図表3に分野別政府R&D予算の経年変化を示す。
NIH予算倍増キャンペーンによりNIHの予算が大幅に伸びた結果、分野間の予算配分のアンバランスが問題になっている。ところが、2004年度大統領予算教書は、ライフサイエンス重視から数学・物理重視へと変化している。例えば、NIHが微増となる一方、大部分が数学、物理、コンピュータサイエンス等のプログラムへ配分されるDOEの研究(注5)予算は8.1%増え、またNSFのDirectorate of Mathematical and Physical Sciencesは12.7%となっている。

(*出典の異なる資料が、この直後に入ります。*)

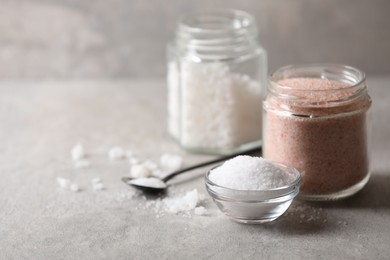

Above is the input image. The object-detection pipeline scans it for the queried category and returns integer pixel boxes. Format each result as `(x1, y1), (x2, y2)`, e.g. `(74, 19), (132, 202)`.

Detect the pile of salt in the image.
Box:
(209, 155), (293, 190)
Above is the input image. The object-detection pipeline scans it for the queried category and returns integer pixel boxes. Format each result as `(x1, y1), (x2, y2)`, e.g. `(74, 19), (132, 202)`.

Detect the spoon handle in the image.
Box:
(162, 145), (262, 182)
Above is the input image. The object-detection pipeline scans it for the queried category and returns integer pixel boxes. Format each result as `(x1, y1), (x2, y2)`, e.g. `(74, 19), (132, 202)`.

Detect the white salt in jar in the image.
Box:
(263, 64), (371, 200)
(167, 10), (267, 154)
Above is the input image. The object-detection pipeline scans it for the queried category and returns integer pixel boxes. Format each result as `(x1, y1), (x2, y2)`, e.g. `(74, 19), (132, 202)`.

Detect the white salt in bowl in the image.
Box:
(205, 163), (301, 224)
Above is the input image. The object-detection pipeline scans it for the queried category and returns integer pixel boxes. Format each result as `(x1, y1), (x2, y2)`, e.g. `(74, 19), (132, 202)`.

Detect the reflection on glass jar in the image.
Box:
(263, 64), (371, 200)
(167, 10), (267, 153)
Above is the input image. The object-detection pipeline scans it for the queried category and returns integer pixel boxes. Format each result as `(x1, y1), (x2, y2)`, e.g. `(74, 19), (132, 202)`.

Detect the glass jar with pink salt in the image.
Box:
(263, 64), (371, 200)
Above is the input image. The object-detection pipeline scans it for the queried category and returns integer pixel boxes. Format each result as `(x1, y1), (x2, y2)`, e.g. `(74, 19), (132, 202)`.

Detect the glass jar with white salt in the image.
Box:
(167, 10), (267, 154)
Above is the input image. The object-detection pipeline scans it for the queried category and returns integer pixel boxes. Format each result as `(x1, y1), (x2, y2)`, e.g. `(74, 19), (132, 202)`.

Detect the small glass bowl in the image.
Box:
(205, 162), (301, 224)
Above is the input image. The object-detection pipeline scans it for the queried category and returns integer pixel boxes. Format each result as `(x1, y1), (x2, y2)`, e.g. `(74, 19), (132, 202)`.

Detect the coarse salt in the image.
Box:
(56, 177), (80, 192)
(70, 144), (85, 161)
(209, 155), (293, 190)
(194, 206), (207, 216)
(108, 146), (126, 160)
(160, 153), (183, 171)
(169, 62), (261, 149)
(91, 178), (104, 191)
(74, 159), (91, 168)
(130, 164), (152, 178)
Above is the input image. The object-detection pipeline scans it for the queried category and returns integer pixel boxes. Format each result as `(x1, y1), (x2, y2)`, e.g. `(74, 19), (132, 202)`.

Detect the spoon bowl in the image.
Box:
(122, 146), (262, 194)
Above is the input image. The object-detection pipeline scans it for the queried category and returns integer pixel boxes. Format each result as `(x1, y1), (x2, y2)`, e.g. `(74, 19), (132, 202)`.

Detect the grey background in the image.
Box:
(0, 0), (390, 79)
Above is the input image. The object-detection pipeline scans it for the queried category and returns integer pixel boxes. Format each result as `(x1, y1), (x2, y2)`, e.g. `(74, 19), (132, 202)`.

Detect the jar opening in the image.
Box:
(269, 64), (366, 91)
(180, 9), (257, 36)
(266, 64), (370, 114)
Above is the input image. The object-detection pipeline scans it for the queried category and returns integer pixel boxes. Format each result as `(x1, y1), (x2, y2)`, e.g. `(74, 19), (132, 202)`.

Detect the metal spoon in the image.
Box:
(122, 146), (262, 193)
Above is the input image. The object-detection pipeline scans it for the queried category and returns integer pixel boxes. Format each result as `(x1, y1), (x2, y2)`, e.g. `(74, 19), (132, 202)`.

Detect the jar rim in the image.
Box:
(268, 63), (366, 93)
(178, 8), (257, 37)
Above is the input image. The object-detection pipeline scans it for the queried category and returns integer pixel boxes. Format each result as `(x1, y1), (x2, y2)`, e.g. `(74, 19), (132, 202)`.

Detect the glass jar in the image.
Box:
(263, 64), (371, 200)
(167, 10), (267, 154)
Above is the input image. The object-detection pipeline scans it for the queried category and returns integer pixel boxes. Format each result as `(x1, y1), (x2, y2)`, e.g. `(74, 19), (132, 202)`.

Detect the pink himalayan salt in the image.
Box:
(263, 78), (370, 195)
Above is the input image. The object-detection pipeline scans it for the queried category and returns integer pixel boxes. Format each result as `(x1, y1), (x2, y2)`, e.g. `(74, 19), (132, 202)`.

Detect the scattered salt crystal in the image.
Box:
(91, 178), (102, 183)
(108, 146), (126, 160)
(163, 189), (199, 214)
(92, 182), (104, 190)
(74, 159), (91, 168)
(91, 178), (104, 191)
(130, 164), (152, 178)
(56, 177), (80, 192)
(160, 153), (183, 171)
(129, 177), (167, 188)
(194, 206), (207, 216)
(69, 183), (80, 192)
(209, 155), (293, 190)
(142, 160), (158, 171)
(126, 150), (135, 158)
(56, 177), (72, 190)
(70, 144), (85, 161)
(116, 189), (141, 202)
(129, 156), (140, 165)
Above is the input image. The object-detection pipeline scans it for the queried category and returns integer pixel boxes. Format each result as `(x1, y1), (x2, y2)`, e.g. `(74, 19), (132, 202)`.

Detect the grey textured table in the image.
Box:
(0, 77), (390, 259)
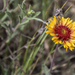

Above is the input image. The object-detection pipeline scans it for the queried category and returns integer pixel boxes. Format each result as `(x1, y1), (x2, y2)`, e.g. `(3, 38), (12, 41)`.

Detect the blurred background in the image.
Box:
(0, 0), (75, 75)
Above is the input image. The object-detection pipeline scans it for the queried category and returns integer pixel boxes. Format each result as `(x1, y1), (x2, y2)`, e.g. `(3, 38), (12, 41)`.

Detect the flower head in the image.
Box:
(45, 16), (75, 51)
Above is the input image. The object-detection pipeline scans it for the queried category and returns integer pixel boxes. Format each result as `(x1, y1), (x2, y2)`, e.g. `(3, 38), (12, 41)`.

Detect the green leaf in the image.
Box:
(5, 11), (13, 20)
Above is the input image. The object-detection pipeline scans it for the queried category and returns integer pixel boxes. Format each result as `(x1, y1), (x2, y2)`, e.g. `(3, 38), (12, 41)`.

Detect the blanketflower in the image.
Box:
(45, 16), (75, 51)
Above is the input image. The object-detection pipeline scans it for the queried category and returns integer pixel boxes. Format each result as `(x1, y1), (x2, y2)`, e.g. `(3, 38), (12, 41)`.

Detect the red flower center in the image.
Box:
(55, 25), (71, 40)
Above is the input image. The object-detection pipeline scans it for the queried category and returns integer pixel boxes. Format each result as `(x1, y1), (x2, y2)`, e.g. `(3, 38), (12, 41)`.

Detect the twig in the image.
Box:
(50, 44), (58, 72)
(2, 0), (10, 12)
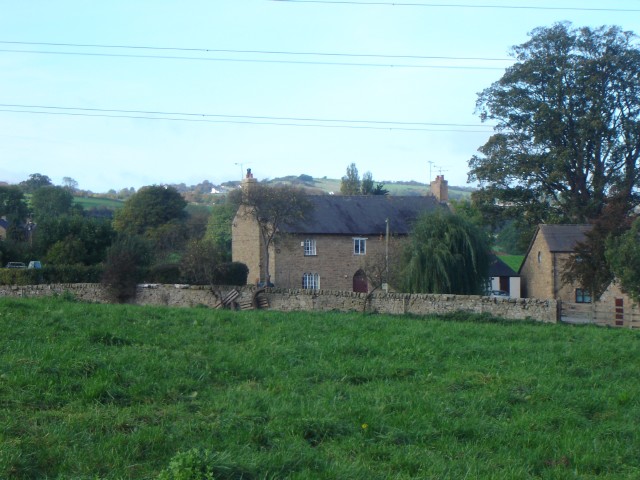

(注5)DOEは数学・物理研究において連邦政府最大のスポンサー
イラク情勢が緊迫の度を増す中で発表された2004年度大統領予算教書では、ディフェンス開発予算が大幅に伸び、ミサイル防衛開発プログラムだけを取っても対前年比22%増の83億ドルとなっている。これはDOE全体のR&D予算にほぼ匹敵し、さらにNSF全体のR&D予算をはるかに凌ぐ。一方、NSFは2ヶ月前に予算倍増(2003〜2007)が正式決定されたにもかかわらず、予算教書では倍増トラックに沿った増加率(15%)を満たしていない。また、昨年度までのライフサイエンス分野から数学・物理分野へとプライオリティが変化していることも2004年度予算教書の特徴である。
今後、大統領予算教書は議会へ送られる。議会にはNSF倍増キャンペーンのサポーターが多い。また、一般的に市民は数学や物理よりもライフサイエンスに関心を示すため、多くの議員が再びライフサイエンス重視を支持する可能性が高い。以上から歳出予算法案が可決されるまでには様々な衝突が起こると予想されるが、まずは2003年度の予算を確定することが先決である。
本稿をまとめるにあたり、多大なるご協力をいただいたAAAS R&D Budget and Policy ProgramのKoizumiディレクターに感謝の意を表します。